Pages

Tuesday, November 19, 2019

Branko Lustig, Producer, Dies at 87

Not Your Average Holocaust Survivor: We - the world Jewish community - lost a good one last week. Abq Jew is keeping score these days, and we are running out of living Holocaust survivors, witnesses, and educators.

Branko Lustig visits the Yad Vashem Holocaust memorial
in Jerusalem in 2015. (Nir Elias/AP)

Abq Jew must admit that he didn't particularly know who Mr Lustig was. Until he read Emily Langer's beautiful Branko Lustig obituary in The Washington Post, and saw the accompanying photo (see above).

Branko Lustig produced Schindler's List.

Here is how Ms Langer starts out:
Branko Lustig, Holocaust survivor and Oscar-winning producer of ‘Schindler’s List,’ dies at 87 
Branko Lustig was just a boy, newly arrived at Auschwitz, when he witnessed a scene that would be seared into his memory. Seven prisoners at the Nazi death camp were to be hanged in a public execution, and Mr. Lustig found himself in the front row before the gallows. 
“Moments before they were hanged, before the bench was kicked out from them, they all said as one: 
‘Remember how we died,’ ” he recounted years later. “Tell the story about us,” they implored. 
Mr. Lustig was 12 years old and suffering from typhoid when he was liberated from another Nazi camp, Bergen-Belsen, in 1945. 
He returned to his native Croatia and, in time, embarked on a film career that would take him to movie sets across Europe and to Hollywood, where in 1994 he shared the Academy Award for best picture as a producer of director Steven Spielberg’s Holocaust drama “Schindler’s List.”

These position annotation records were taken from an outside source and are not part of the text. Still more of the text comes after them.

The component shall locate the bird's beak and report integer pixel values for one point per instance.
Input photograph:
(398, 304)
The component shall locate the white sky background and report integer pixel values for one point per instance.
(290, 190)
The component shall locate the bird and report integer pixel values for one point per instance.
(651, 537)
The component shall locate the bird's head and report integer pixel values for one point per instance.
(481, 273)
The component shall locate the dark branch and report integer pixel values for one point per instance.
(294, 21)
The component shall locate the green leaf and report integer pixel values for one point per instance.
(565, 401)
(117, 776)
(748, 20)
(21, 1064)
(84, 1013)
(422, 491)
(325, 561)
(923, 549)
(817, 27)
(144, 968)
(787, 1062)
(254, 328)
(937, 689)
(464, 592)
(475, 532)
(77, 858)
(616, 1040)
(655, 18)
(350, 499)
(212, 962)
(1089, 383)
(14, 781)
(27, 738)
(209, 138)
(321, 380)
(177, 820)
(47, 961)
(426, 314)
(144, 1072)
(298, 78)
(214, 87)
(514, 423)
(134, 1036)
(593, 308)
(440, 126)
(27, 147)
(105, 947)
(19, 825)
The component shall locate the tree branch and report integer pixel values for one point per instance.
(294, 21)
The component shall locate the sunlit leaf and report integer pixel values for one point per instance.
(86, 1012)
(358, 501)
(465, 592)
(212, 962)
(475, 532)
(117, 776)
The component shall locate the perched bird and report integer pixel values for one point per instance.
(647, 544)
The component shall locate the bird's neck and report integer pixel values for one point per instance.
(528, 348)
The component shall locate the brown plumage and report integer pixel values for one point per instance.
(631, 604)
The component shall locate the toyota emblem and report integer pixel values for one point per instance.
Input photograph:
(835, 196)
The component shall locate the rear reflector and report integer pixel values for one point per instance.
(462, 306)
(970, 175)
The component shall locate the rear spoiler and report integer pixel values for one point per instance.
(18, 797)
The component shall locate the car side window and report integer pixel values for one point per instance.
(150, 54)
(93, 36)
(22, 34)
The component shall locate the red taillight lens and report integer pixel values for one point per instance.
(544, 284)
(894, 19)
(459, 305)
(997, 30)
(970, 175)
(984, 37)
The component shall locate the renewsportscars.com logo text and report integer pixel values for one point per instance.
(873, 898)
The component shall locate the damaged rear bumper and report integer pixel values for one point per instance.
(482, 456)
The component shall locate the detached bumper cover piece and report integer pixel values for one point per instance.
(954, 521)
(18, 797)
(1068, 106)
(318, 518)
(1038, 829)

As if that were not enough! Ms Langer tells us:
Among Mr. Lustig’s first American films was “Sophie’s Choice,” a 1982 adaptation of William Styron’s novel about a Polish woman who is sent to Auschwitz and forced to choose which of her two children will be murdered. 
Meryl Streep played the title character and received the Oscar for best actress for the film, which was filmed partly in Yugoslavia, with Mr. Lustig as production supervisor.

Abq Jew is old enough to remember when the book Sophie's Choice first came out (1979). And we Jews were up in arms -


How could William Styron, a non-Jew, possibly
capture the depth and breadth of our tragedy?
And in a work of fiction, no less?

Well, it turns out, he could and he did. Mr Styron's novel Sophie's Choice won the US National Book Award for Fiction in 1980.


Mr & Mrs Abq Jew went to a movie theater to see the 1982 film version of Schindler's List. One of Abq Jew's deepest memories is the collective


that went through the audience when they - even if they had read the book - realized exactly what Sophie's choice was.


As if even that were not enough! Ms Langer also tells us:
Later that decade, he was an associate producer of two TV series, based on Herman Wouk’s epic World War II novels, the 18-hour “Winds of War” and 30-hour “War and Remembrance.” 
“War and Remembrance,” which cost a reported $110 million, was the first occasion when officials in Poland, where Auschwitz is located, allowed moviemakers to film at the camp for a major commercial project. 
The series featured actors including Robert Mitchum, Jane Seymour and John Gielgud — as well as nearly 4,500 extras.
But wait! There's even more that Ms Langer relates:
[Mr Lustig] added that he tried in the course of his work to “cling to being a professional, like the others,” but that “once in [a] while, when we film children, I break down. 
When I was 12 I was here and my duties were to open the bar underneath the gate that said ‘Arbeit macht frei’ ” — work will make you free — “when officers arrived.” 
Mr. Lustig met Spielberg in Los Angeles and formed an immediate connection with the director of such films as “E.T. the Extra-Terrestrial” and the Indiana Jones series. 
Mr. Lustig told the Hollywood Reporter that when he recounted to Spielberg, who is Jewish, his experience in the camps, the director kissed the number tattooed on Mr. Lustig’s arm and declared, “You will be my producer.” 
“He is the man who gave me the possibility to fulfill my obligation,” Mr. Lustig said of Spielberg.